Ph.D. (Doctor of Philosophy)
I have participated in NeuroIII (MDSC 619.03 - Development Neuroscience) since 2003, initially as a lecturer (2003-2005) and now as a Course Coordinator. I also lecture in other graduate (MBSC 755.40 - Introduction to Model Systems, MDSC 609.02 - Genes and Development, MDSC 641.01 - Advanced Genetics) and undergraduate (MDSC 402 - Oganismal Biology) courses.
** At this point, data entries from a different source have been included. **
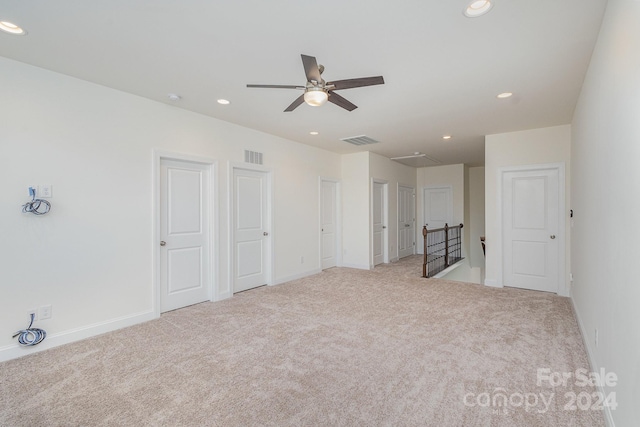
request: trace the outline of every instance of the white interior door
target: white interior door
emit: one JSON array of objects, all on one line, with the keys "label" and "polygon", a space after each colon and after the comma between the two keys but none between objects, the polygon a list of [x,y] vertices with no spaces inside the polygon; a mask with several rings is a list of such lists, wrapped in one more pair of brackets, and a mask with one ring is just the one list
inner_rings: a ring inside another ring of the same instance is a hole
[{"label": "white interior door", "polygon": [[453,188],[451,186],[424,189],[424,224],[428,229],[453,225]]},{"label": "white interior door", "polygon": [[268,176],[266,172],[233,170],[233,291],[268,281],[270,263]]},{"label": "white interior door", "polygon": [[373,220],[373,265],[386,261],[385,249],[387,247],[387,213],[386,213],[386,186],[385,183],[373,183],[373,199],[371,202],[371,217]]},{"label": "white interior door", "polygon": [[322,269],[336,266],[337,255],[337,183],[321,182],[320,232],[322,235]]},{"label": "white interior door", "polygon": [[398,186],[398,258],[413,255],[415,233],[415,189]]},{"label": "white interior door", "polygon": [[504,285],[558,292],[559,183],[557,169],[503,174]]},{"label": "white interior door", "polygon": [[160,311],[211,299],[210,165],[160,161]]}]

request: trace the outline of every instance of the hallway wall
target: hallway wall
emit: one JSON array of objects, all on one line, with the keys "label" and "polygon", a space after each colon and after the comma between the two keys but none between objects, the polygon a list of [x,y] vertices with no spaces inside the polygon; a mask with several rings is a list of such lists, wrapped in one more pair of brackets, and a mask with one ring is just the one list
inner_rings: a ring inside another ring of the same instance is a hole
[{"label": "hallway wall", "polygon": [[640,425],[639,22],[640,2],[609,0],[571,140],[572,299],[593,368],[617,375],[617,426]]}]

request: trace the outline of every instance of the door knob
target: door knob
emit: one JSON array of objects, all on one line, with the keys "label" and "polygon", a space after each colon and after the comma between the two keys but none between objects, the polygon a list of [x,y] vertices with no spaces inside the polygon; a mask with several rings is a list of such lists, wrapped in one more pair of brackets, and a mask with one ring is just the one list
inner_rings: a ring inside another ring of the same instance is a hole
[{"label": "door knob", "polygon": [[552,239],[555,239],[555,238],[556,238],[556,235],[555,235],[555,234],[552,234],[552,235],[551,235],[551,236],[549,236],[549,237],[551,237]]},{"label": "door knob", "polygon": [[386,226],[386,225],[383,225],[383,226],[382,226],[382,228],[387,228],[387,226]]},{"label": "door knob", "polygon": [[409,224],[405,224],[404,226],[405,226],[405,227],[411,227]]},{"label": "door knob", "polygon": [[160,246],[167,246],[167,242],[165,242],[164,240],[160,241]]},{"label": "door knob", "polygon": [[269,233],[267,233],[266,231],[264,233],[262,233],[263,236],[268,236]]}]

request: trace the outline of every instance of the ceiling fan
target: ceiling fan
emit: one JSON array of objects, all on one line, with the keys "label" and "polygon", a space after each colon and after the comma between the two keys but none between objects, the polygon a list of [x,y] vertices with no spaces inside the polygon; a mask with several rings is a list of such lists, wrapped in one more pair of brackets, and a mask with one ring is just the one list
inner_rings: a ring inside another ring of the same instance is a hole
[{"label": "ceiling fan", "polygon": [[346,100],[342,96],[335,93],[336,90],[353,89],[356,87],[373,86],[384,84],[382,76],[377,77],[361,77],[358,79],[336,80],[333,82],[325,82],[322,79],[324,66],[318,65],[314,56],[300,55],[302,57],[302,65],[304,73],[307,76],[307,84],[305,86],[296,85],[253,85],[248,84],[247,87],[268,88],[268,89],[299,89],[304,93],[296,98],[295,101],[287,107],[285,112],[295,110],[300,104],[306,102],[313,107],[319,107],[329,101],[342,107],[347,111],[353,111],[358,108],[352,102]]}]

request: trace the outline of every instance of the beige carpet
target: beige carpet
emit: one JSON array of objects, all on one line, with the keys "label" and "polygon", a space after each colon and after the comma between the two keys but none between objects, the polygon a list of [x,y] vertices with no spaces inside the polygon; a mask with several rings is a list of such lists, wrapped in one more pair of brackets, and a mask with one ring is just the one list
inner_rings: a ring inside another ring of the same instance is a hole
[{"label": "beige carpet", "polygon": [[564,408],[593,388],[537,384],[589,370],[568,299],[420,274],[334,268],[2,363],[0,425],[604,425]]}]

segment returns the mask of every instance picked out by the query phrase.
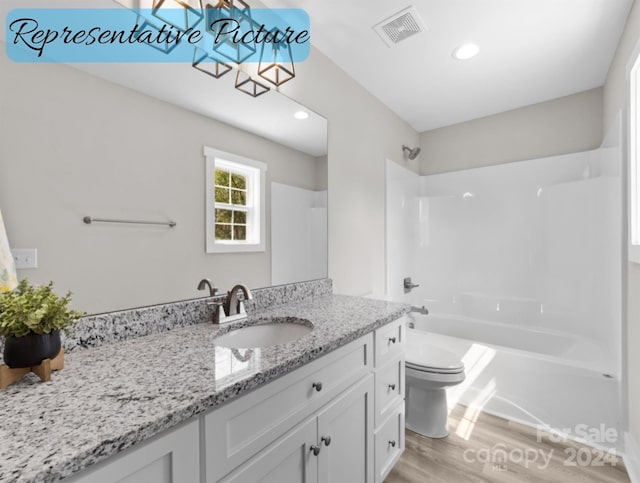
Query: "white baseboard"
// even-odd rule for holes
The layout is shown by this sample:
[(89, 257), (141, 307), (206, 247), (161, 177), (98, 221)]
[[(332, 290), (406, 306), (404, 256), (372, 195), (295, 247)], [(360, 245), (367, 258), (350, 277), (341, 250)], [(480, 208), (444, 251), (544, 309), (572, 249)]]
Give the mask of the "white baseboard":
[(625, 433), (624, 465), (631, 483), (640, 483), (640, 446), (630, 433)]

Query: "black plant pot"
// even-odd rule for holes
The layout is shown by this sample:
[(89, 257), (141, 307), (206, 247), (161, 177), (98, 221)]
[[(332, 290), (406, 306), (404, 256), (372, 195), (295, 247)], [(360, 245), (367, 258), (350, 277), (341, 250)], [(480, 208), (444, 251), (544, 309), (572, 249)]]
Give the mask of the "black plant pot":
[(60, 332), (7, 337), (4, 341), (4, 363), (12, 369), (33, 367), (60, 352)]

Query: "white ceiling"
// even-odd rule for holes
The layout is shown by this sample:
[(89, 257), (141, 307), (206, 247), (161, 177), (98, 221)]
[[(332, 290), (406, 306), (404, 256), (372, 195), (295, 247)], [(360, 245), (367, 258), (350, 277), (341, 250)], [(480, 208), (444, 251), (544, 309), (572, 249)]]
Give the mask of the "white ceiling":
[[(633, 0), (263, 2), (305, 9), (313, 45), (422, 132), (602, 86)], [(372, 27), (409, 5), (428, 30), (388, 48)]]
[[(121, 0), (122, 1), (122, 0)], [(604, 84), (633, 0), (262, 0), (302, 8), (321, 50), (418, 132), (536, 104)], [(3, 0), (12, 8), (113, 7), (112, 0)], [(373, 26), (412, 5), (427, 31), (387, 47)], [(4, 23), (0, 25), (4, 38)], [(468, 61), (451, 53), (480, 45)], [(314, 156), (326, 122), (295, 121), (299, 106), (259, 99), (185, 65), (85, 64), (78, 68)], [(295, 81), (293, 81), (295, 82)], [(176, 89), (175, 86), (189, 86)], [(312, 113), (313, 114), (313, 113)], [(318, 135), (318, 133), (323, 133)]]

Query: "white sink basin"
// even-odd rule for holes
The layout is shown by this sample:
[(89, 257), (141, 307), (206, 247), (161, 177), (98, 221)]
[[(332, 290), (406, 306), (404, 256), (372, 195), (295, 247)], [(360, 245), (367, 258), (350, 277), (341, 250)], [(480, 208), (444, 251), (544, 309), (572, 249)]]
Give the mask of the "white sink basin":
[(313, 324), (304, 319), (283, 318), (271, 320), (271, 322), (232, 330), (227, 334), (216, 337), (213, 343), (230, 349), (269, 347), (293, 342), (313, 330)]

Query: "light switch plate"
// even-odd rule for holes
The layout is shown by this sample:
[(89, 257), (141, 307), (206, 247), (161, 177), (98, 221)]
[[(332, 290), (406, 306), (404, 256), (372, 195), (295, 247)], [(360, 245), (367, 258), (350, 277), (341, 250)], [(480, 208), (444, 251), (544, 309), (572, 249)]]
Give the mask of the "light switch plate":
[(36, 248), (16, 248), (11, 250), (16, 270), (38, 268), (38, 250)]

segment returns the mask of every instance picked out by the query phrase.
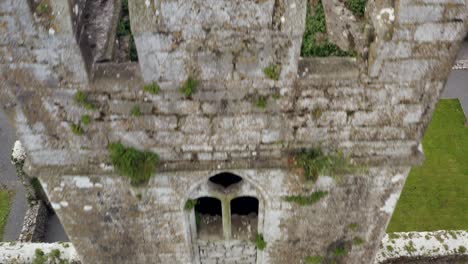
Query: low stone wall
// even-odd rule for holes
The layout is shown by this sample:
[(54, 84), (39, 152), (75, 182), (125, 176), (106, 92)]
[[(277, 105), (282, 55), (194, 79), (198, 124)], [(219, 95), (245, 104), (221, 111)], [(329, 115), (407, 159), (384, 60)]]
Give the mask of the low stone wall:
[(255, 264), (257, 249), (247, 241), (198, 241), (202, 264)]
[(24, 217), (23, 229), (19, 236), (20, 242), (40, 242), (43, 241), (48, 216), (47, 207), (42, 201), (31, 205)]
[(445, 263), (448, 258), (468, 258), (467, 247), (467, 231), (391, 233), (382, 239), (375, 263)]
[[(80, 259), (71, 243), (16, 243), (0, 242), (0, 263), (2, 264), (29, 264), (36, 259), (36, 250), (41, 250), (44, 256), (48, 256), (53, 250), (59, 250), (59, 256), (55, 260), (68, 260), (66, 263), (79, 264)], [(41, 262), (42, 263), (42, 262)], [(48, 262), (46, 262), (48, 263)]]

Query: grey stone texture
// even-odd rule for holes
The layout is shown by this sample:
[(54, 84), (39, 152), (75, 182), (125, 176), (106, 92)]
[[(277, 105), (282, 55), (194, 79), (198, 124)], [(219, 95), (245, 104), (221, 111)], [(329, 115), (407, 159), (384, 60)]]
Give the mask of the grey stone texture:
[(20, 242), (41, 242), (44, 239), (49, 212), (42, 201), (36, 201), (26, 211), (23, 229), (19, 236)]
[[(0, 4), (0, 101), (27, 149), (25, 169), (83, 263), (200, 263), (183, 207), (223, 171), (261, 194), (267, 248), (256, 263), (301, 263), (337, 244), (349, 248), (342, 263), (372, 263), (468, 25), (463, 0), (371, 1), (368, 58), (299, 59), (305, 0), (129, 0), (139, 63), (88, 74), (73, 7), (51, 3), (54, 34), (26, 1)], [(271, 63), (282, 68), (278, 81), (263, 74)], [(189, 75), (200, 84), (186, 98), (179, 88)], [(143, 91), (150, 81), (157, 95)], [(77, 91), (96, 109), (76, 104)], [(141, 116), (130, 114), (136, 105)], [(92, 122), (75, 135), (84, 114)], [(107, 146), (116, 141), (160, 155), (148, 186), (113, 171)], [(291, 163), (311, 147), (341, 150), (369, 170), (315, 186)], [(328, 195), (311, 206), (283, 199), (322, 189)]]

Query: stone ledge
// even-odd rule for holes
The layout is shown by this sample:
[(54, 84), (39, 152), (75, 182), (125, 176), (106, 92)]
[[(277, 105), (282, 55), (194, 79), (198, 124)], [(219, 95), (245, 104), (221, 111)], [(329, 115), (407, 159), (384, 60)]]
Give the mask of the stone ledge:
[[(467, 257), (467, 246), (467, 231), (441, 230), (434, 232), (401, 232), (392, 233), (391, 235), (386, 234), (382, 239), (381, 249), (377, 253), (375, 264), (393, 263), (391, 262), (392, 260), (401, 258), (418, 259), (424, 257), (437, 259), (447, 256)], [(465, 250), (463, 250), (463, 247)], [(460, 250), (460, 248), (462, 249)]]
[(301, 58), (299, 78), (305, 80), (357, 80), (359, 67), (356, 58)]
[(76, 253), (75, 248), (71, 243), (17, 243), (17, 242), (0, 242), (0, 263), (17, 264), (31, 263), (34, 259), (36, 249), (40, 249), (45, 255), (52, 250), (60, 250), (60, 258), (68, 260), (70, 264), (81, 263)]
I was a member of the Neuroscience GEC from 2002-2007. I have supervised one high school student, 4 undergraduate summer students, 4 MSc students (2 graduated), 5 PhD students (2 graduated), 2 postdocs and 1 research associate since 2001.
Research and teaching
Research in my lab is focused on understanding how transcription factors regulate cell fate choices in the developing neocortex and retina, ensuring that appropriate numbers of the correct types of neuronal and glial cells are generated at their proper time and place.
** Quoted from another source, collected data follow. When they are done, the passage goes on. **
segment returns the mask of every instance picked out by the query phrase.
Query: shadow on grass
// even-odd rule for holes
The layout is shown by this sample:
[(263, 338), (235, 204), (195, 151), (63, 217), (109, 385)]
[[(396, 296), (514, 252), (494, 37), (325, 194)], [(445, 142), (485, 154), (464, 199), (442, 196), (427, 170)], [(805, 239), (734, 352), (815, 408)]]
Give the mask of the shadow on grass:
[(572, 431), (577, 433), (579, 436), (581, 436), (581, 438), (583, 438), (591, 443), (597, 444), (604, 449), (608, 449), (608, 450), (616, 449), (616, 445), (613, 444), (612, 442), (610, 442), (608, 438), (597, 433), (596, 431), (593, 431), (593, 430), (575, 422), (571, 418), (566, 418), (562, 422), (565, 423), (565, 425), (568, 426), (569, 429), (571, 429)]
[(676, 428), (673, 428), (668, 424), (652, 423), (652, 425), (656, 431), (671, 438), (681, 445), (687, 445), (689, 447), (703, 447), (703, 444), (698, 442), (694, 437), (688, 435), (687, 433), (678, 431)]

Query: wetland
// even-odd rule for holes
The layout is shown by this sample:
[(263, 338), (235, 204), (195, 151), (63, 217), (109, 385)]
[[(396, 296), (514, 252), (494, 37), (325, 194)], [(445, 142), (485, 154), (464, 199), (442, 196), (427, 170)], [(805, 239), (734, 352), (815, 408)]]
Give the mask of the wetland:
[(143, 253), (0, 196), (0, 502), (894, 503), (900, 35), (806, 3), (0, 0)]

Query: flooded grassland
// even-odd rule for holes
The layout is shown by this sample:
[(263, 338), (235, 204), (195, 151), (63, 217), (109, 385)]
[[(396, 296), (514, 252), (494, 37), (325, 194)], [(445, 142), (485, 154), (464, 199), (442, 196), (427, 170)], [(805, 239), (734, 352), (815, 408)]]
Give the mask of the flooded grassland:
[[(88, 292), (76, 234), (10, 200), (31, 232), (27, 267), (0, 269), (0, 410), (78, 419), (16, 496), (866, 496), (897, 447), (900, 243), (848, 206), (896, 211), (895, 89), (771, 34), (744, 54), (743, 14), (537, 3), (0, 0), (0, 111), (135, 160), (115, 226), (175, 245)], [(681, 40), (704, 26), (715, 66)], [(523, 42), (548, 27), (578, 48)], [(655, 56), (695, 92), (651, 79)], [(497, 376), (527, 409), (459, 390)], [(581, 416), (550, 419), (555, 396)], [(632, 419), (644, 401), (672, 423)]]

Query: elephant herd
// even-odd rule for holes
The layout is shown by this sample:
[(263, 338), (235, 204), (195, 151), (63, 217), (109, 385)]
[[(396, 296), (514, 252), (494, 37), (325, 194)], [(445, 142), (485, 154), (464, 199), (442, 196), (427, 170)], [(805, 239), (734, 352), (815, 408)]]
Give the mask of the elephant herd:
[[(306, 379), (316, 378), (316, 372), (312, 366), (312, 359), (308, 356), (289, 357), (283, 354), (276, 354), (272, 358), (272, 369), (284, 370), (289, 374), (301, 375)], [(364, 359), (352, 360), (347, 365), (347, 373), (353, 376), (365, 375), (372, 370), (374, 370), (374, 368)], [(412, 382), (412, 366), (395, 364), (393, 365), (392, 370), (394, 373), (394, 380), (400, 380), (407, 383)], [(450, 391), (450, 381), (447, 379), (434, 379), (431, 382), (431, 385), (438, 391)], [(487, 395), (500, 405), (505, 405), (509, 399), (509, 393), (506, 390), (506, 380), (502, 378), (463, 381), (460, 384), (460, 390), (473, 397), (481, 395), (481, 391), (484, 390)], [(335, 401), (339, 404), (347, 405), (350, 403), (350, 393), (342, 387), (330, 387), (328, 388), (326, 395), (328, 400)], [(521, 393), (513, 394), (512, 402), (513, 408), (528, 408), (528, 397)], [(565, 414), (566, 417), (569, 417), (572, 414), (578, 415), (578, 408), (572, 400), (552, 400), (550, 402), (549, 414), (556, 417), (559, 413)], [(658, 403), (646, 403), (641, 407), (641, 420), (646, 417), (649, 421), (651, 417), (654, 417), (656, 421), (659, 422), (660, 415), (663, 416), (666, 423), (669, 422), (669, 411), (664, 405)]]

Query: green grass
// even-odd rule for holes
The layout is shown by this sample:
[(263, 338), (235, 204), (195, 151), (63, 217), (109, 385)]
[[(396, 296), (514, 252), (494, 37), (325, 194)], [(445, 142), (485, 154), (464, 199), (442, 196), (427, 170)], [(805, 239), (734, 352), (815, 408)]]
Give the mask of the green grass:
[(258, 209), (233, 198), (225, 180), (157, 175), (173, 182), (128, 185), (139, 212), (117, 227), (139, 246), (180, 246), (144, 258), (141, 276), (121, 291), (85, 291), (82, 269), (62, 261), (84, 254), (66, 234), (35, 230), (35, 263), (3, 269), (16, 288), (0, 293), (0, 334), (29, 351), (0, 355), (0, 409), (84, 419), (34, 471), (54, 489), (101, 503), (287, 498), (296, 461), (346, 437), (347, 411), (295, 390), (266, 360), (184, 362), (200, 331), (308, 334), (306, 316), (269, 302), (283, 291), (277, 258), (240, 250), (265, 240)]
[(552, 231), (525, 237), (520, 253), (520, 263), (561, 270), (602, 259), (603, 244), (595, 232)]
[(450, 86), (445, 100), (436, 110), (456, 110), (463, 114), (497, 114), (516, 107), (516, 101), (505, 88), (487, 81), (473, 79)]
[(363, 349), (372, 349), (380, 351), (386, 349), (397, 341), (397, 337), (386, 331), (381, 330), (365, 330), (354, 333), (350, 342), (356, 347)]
Currently we focus on two families of transcription factors - the proneuronal genes Neurog1, Neurog2 and Ascl1, encoding basic-helix-loop-helix transcription factors, and members of the pleiomorphic adenoma gene (Plag) family, including Zac1, Plag1 and Plag-12, encoding zinc-finger transcription factors. We found that Neurog2 and Ascl1 have distinct functions at early and intermediate stages of development in the neocortex, and we have identified GSK3 as a key temporal regulator. We have also shown that Ras/ERK signaling regulated Neurog2 expression levels. Currently efforts are focused on identifying functional sites of intersection between signal transduction pathways and proneuronal gene function. We also study the Neurog2-regulated gene, Zac1, a tumor suppressor gene isolated in a substractive screen. We found that Zac1 is an important regulator of tissue size and cellular composition in the retina, acting through a novel feedback mechanism. We now have evidence that Zac1 regulates neuronal migration in the developing neocortex and are identifying downstream effectors.